There something selfish about how we Americans approach the world, manifesting it through our own experiences and memories. The assassination of Benazir Bhutto seems to be no exception. I can almost see the gunman in the grassy knoll as reporters and analysts throw out allusions and comparisons to the JFK assassination.

Manan Ahmed’s last post drives this home:

The American blogosphere seems obsessed with figuring out how she died …

Yes, it’s so American. And as he points out, it’s not the time to engage far flung speculations. It’s not that the story is unfolding, but that it has caused waves of reaction that are stories of their own, present in our comments and thoughts in only the most facile way. A change has occurred, leaving Manan’s friend uneasy:

As events have unfolded since December 27 it is definitley not just spontaneous reaction of Benazir’s death; it is a well orchestrated move for anarchy and to destabilze the country.

I am selfish enough to grasp onto this: to see the assassination as a pretext greater violence. Bhutto’s assassination is not Kennedy, but Jaurès! Rather than an isolated event, it is a step toward the unleashing of hostility and resentment that has already been brewing. (see also: Rabin, Habyarimana)

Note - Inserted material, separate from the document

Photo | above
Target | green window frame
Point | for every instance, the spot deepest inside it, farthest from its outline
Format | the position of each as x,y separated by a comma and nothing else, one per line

I’m not entirely alone making this comparison. Bernard Dugué found the similarities in how political enemies have been demonized shocking. “They killed Bhutto” sounds so much like “they killed Jaurès.”

C’est un fanatique nationaliste qui assassina Jaurès et un fanatique islamiste qui a tué Benazir. Mais le pluriel s’impose. Il faut dire « Ils ».

It was a nationalist fanatic who killed Jaurès and an Islamist fanatic who killed Bhutto. But the plural imposes itself. We must say “they.”